Single by Gary Numan

from the album I, Assassin
- B-side: "The Image Is"
- Released: 11 June 1982
- Studio: Rock City Studios (Shepperton, Surrey)
- Genre: New wave; funk; synth-pop;
- Length: 3:42
- Label: Beggars Banquet
- Songwriter: Gary Numan
- Producer: Gary Numan

Gary Numan singles chronology
| "Music for Chameleons" (1982) | "We Take Mystery (To Bed)" (1982) | "White Boys and Heroes" (1982) |

Music video
- "We Take Mystery (To Bed)" on YouTube

= We Take Mystery (To Bed) =

"We Take Mystery (To Bed)" is a song written and recorded by the English new wave musician Gary Numan, the second single released from his fourth solo studio album, I, Assassin (1982). It peaked at No. 9 on the UK Singles Chart (the highest of three Top 20 hits from the album) and it remains Numan's last Top 10 hit.
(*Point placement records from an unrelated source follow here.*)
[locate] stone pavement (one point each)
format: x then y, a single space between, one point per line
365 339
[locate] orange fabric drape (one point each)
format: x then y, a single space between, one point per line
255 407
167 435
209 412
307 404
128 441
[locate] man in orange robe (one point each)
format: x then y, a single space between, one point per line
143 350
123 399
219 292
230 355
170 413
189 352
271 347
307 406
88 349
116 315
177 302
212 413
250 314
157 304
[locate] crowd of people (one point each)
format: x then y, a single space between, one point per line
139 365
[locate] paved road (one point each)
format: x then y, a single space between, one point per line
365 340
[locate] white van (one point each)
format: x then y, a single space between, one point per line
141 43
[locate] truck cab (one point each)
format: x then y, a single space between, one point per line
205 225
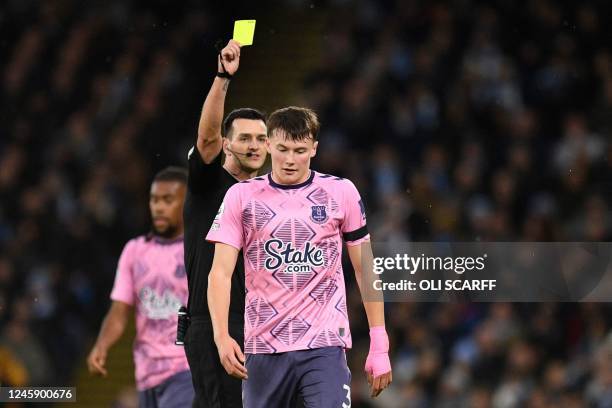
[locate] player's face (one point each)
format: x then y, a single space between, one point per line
166 205
290 159
247 136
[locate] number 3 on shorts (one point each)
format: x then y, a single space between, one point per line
348 396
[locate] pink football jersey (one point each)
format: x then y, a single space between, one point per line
151 277
291 237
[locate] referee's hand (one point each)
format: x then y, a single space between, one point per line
231 357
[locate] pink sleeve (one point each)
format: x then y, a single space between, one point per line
354 227
123 289
227 225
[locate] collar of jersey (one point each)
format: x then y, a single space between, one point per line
291 186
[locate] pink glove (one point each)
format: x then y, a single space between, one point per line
378 362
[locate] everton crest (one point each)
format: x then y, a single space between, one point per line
319 214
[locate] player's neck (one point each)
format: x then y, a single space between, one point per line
302 179
237 171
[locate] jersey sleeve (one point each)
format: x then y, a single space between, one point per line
123 288
202 177
354 227
227 225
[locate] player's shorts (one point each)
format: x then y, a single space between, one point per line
175 392
320 376
214 388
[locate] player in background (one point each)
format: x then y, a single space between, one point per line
150 282
290 225
243 142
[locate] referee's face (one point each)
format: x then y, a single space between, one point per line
166 205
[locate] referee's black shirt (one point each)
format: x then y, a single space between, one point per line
206 187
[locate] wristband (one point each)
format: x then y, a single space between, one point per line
224 75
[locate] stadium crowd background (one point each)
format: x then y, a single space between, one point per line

Originally set for release in May 1982, its release was delayed by a month due to "production difficulties". The track features the Welsh musicians Chris Slade on drums, and Pino Palladino on bass guitar, with all other instruments played by Numan himself.
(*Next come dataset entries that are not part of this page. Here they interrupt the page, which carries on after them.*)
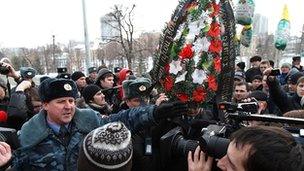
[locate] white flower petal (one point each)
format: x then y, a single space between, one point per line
181 77
199 76
175 67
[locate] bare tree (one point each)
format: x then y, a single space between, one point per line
125 27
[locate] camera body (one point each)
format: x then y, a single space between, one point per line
245 107
212 141
3 69
275 72
9 136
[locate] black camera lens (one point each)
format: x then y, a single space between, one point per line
3 70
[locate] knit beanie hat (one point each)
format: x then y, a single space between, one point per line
92 69
101 74
293 79
54 88
89 92
76 75
106 148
The song was written about an ex-girlfriend of Numan's at the time named Debbie Doran, who is cryptically referred to in the first verse as "D.E.B". According to Numan's biography, she was at a club with her sister and it was inevitable that he would fancy one of them. Either would then charm him into getting romantically involved before selling their story about him to the press.

== Critical reception ==
Writing in Record Mirror, reviewer John Shearlaw stated: "A joke, it's got to be", finding the song's only merit in "the trendy bassline", concluding that, "The game's up..".

== Track listing ==
7" single
1. "We Take Mystery (To Bed)"
2. "The Image Is"

12" single
1. "We Take Mystery (To Bed)" (Extended)
2. "The Image Is"
3. "We Take Mystery (To Bed)" (Early Version)

12" US version
1. "White Boys and Heroes" (Remix)
2. "We Take Mystery (To Bed)" (Extended)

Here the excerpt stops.